Consider seriously the sensitivity of the information written into log files. Do not write secrets into the log files.

Mitigation
Distribution

Remove debug log files before deploying the application into production.

Mitigation
Operation

Protect log files against unauthorized read/write.

Mitigation
Implementation

Adjust configurations appropriately when software is transitioned from a debug state to production.

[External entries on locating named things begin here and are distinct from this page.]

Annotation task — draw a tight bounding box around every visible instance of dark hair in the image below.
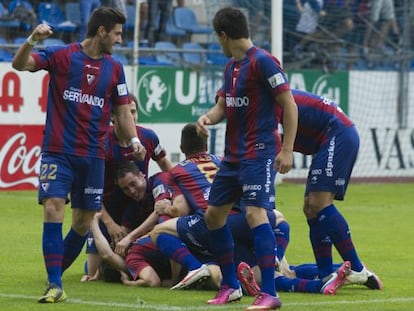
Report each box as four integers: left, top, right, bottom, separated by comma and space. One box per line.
181, 123, 207, 155
213, 7, 249, 39
86, 6, 126, 37
115, 161, 141, 183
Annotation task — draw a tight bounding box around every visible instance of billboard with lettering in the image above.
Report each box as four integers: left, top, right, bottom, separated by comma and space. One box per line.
0, 63, 414, 190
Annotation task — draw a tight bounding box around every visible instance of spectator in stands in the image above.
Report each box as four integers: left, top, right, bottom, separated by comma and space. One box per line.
101, 0, 128, 18
295, 0, 326, 51
362, 0, 399, 55
145, 0, 172, 46
79, 0, 101, 40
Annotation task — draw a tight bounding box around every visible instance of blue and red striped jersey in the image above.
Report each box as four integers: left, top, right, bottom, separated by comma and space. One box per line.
104, 125, 167, 196
32, 43, 130, 159
170, 152, 220, 213
218, 46, 290, 162
292, 90, 354, 154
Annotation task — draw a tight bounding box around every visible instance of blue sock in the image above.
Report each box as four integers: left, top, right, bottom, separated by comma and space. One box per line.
308, 218, 333, 278
62, 228, 88, 273
275, 276, 322, 293
318, 204, 363, 271
252, 223, 276, 296
156, 233, 201, 271
274, 221, 290, 261
210, 225, 240, 288
42, 222, 63, 287
289, 263, 319, 280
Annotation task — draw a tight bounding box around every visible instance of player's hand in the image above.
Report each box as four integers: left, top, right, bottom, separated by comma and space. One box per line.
115, 236, 132, 257
154, 199, 171, 216
274, 149, 293, 174
132, 142, 147, 161
196, 114, 211, 137
31, 24, 53, 41
106, 222, 127, 244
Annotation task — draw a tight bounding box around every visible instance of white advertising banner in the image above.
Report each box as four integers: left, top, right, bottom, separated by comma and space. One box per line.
0, 63, 414, 190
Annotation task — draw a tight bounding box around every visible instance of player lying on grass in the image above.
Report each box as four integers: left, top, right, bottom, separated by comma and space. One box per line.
84, 93, 172, 280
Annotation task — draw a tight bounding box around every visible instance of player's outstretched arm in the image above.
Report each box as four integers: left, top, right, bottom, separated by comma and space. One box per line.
196, 97, 226, 136
12, 24, 53, 71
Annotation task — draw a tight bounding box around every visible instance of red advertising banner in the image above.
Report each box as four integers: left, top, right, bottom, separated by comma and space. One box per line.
0, 125, 44, 191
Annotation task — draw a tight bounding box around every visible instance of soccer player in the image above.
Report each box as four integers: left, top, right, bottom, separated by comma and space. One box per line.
237, 259, 351, 296
279, 90, 382, 289
151, 123, 282, 289
82, 93, 172, 281
197, 8, 297, 310
12, 7, 145, 303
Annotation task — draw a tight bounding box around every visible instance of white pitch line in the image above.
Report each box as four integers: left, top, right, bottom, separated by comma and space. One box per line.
0, 293, 414, 311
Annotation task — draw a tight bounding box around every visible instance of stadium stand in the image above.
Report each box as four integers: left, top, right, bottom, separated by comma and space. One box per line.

CAPEC-215: Fuzzing for application mapping

An attacker sends random, malformed, or otherwise unexpected messages to a target application and observes the application's log or error messages returned. The attacker does not initially know how a target will respond to individual messages but by attempting a large number of message variants they may find a variant that trigger's desired behavior. In this attack, the purpose of the fuzzing is to observe the application's log and error messages, although fuzzing a target can also sometimes cause the target to enter an unstable state, causing a crash.